We’re conscious that work has to be done in the Twentieth Century and in the contemporary period. You’ll see in these galleries a statement of good intentions. Some achievement. More still to do.

CG A way to go.

MR There’s always a way to go. There’s always a way to go.

CG Are you under pressure for that? What is your relationship with the National Center for African American Artists and the MFA’s adjunct curator, Barry Gaither?

MR It’s good. We see Barry here a lot. He works very actively with the museum. So it’s a source of great interest to us. Watch this space. You’ll hear news of interesting acquisitions. What we are presenting here is a salad bar of things you will love and things you won’t. The idea is to provoke discussion.

(Re "Watch This Space" the museum has just announced plans to acquire "Man at His Bath" by the French Impressionist Gustave Caillebotte (19 August 1848 – 21 February 1894.) Caillebotte's sizable allowance, along with the inheritance he received after the death of his father in 1874 and his mother in 1878, allowed him to paint without the pressure to sell his work. He funded Impressionist exhibitions and supported Claude Monet, Auguste Renoir, and Camille Pissarro among others by purchasing their works and, at least in the case of Monet, paying the rent for their studios. He bought his first Monet in 1876. He played a major role in persuading the Louvre to purchase Manet’s "Olympia." To purcahse the Caillebotte, a major work by the artist (a still life is already in its collection) the museum is selling expendable works, some worth millions, by Alfred Sisley, Maxime Camille Louis Maufra, Paul Gauguin, Claude Monet, Pierre-Auguste Renoir, and Camile Pissarro. To acquire Jackson Pollock's "Troubled Queen" (1945) from Mr. And Mrs. Stephen Hahn, the museum traded with a dealer for two works by Renoir, a small painting, “Girl Reading,” (one of the best selling post cards in the museum gift shop at the time), a pastel, “Woman with Black Hair,” and a Monet landscape, “Autumn at Jeufosse.”)

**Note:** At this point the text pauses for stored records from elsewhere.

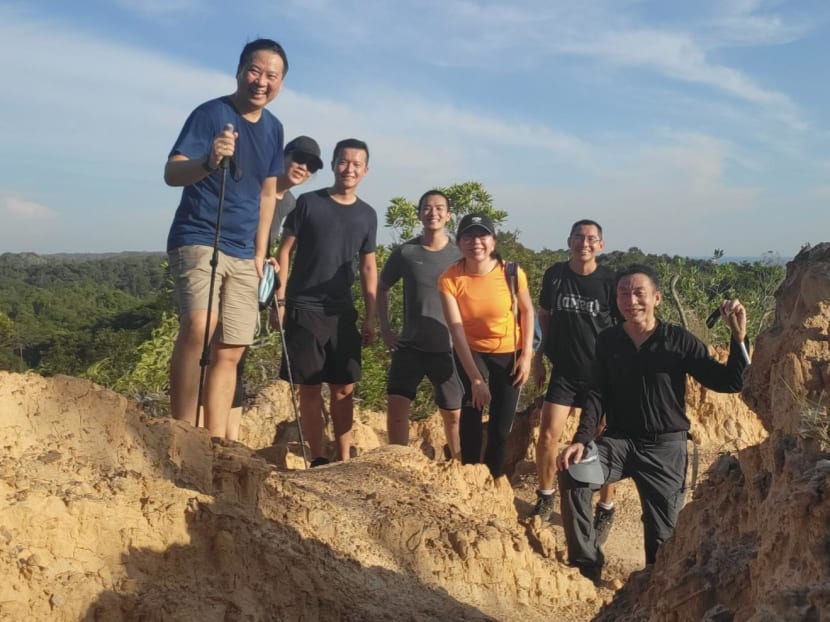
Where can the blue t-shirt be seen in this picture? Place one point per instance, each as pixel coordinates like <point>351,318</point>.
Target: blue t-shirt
<point>258,156</point>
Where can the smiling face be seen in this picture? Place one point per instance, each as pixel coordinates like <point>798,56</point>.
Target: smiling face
<point>585,243</point>
<point>259,81</point>
<point>637,298</point>
<point>350,165</point>
<point>297,172</point>
<point>434,213</point>
<point>477,244</point>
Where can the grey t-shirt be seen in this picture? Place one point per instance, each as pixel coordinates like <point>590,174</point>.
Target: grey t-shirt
<point>284,207</point>
<point>424,326</point>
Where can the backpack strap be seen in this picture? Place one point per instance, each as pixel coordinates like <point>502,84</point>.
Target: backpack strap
<point>511,274</point>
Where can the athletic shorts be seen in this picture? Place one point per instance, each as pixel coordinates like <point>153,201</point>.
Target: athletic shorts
<point>409,366</point>
<point>234,291</point>
<point>566,392</point>
<point>321,347</point>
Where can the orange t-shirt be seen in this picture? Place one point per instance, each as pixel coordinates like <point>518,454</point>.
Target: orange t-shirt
<point>486,307</point>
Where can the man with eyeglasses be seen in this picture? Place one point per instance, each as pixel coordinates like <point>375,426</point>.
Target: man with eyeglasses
<point>255,149</point>
<point>576,303</point>
<point>330,232</point>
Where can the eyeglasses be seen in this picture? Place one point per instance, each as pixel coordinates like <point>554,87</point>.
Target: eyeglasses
<point>591,239</point>
<point>307,160</point>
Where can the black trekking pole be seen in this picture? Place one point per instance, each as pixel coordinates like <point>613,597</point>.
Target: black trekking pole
<point>214,261</point>
<point>291,385</point>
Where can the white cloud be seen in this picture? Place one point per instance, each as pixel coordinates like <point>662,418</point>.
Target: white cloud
<point>15,209</point>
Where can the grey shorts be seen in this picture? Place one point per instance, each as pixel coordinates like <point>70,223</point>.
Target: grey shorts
<point>234,292</point>
<point>409,366</point>
<point>567,392</point>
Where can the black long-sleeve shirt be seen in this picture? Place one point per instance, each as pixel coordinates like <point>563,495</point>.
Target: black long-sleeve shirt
<point>642,391</point>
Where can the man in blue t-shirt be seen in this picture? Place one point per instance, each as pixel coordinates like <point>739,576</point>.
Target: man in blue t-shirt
<point>255,149</point>
<point>328,230</point>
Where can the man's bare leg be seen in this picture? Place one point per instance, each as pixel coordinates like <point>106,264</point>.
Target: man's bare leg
<point>397,419</point>
<point>342,417</point>
<point>234,420</point>
<point>184,365</point>
<point>554,417</point>
<point>311,418</point>
<point>452,419</point>
<point>220,385</point>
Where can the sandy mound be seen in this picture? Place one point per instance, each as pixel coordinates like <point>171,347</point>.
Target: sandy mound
<point>109,515</point>
<point>754,544</point>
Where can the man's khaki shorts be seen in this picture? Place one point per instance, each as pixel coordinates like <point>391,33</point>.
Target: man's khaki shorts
<point>234,290</point>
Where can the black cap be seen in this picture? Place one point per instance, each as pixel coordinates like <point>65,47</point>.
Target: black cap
<point>306,145</point>
<point>470,221</point>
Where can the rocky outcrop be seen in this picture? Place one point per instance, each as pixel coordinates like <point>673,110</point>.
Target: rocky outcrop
<point>754,544</point>
<point>111,515</point>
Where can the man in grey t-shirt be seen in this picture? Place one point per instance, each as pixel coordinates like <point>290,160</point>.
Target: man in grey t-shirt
<point>423,346</point>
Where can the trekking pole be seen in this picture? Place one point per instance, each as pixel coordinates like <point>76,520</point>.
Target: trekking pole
<point>291,385</point>
<point>214,261</point>
<point>710,323</point>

CG Is there anything you are particularly pleased with?

MR What I am particularly pleased with, which benefits the whole of Boston, is that Boston is acquiring collectors of contemporary art.  They are prepared to work with more than one institution which I feel is critical. It creates a scene here. Looking historically at what you will see here today I am particularly pleased by the acquisition of a major work by Ellsworth Kelly. It’s something we lacked and he is one of the greatest alumni of the Museum School.

CG Can you ever fill the gaps?

MR I would like to fill the gaps. There will still be opportunities to fill gaps in the next decades. As work is reassessed and things come on the market. Collections break up. We’ll be active.

CG This week MoMA is opening a deKooning exhibition which, with works valued at more than a billion dollars, is the most expensive project the museum has ever undertaken.

MR We just acquired our first deKooning painting actually. It’s a comparatively small work but a beautiful head study. But perhaps one day deKooning’s prices may come down and we’ll have an opportunity.

(Which of course is the price one pays when museums ignore or fail to keep up with artists and movements while they are affordable.)

CG I doubt that.

MR We won’t bet on the market.

CG Ok. Thanks Malcolm for your time.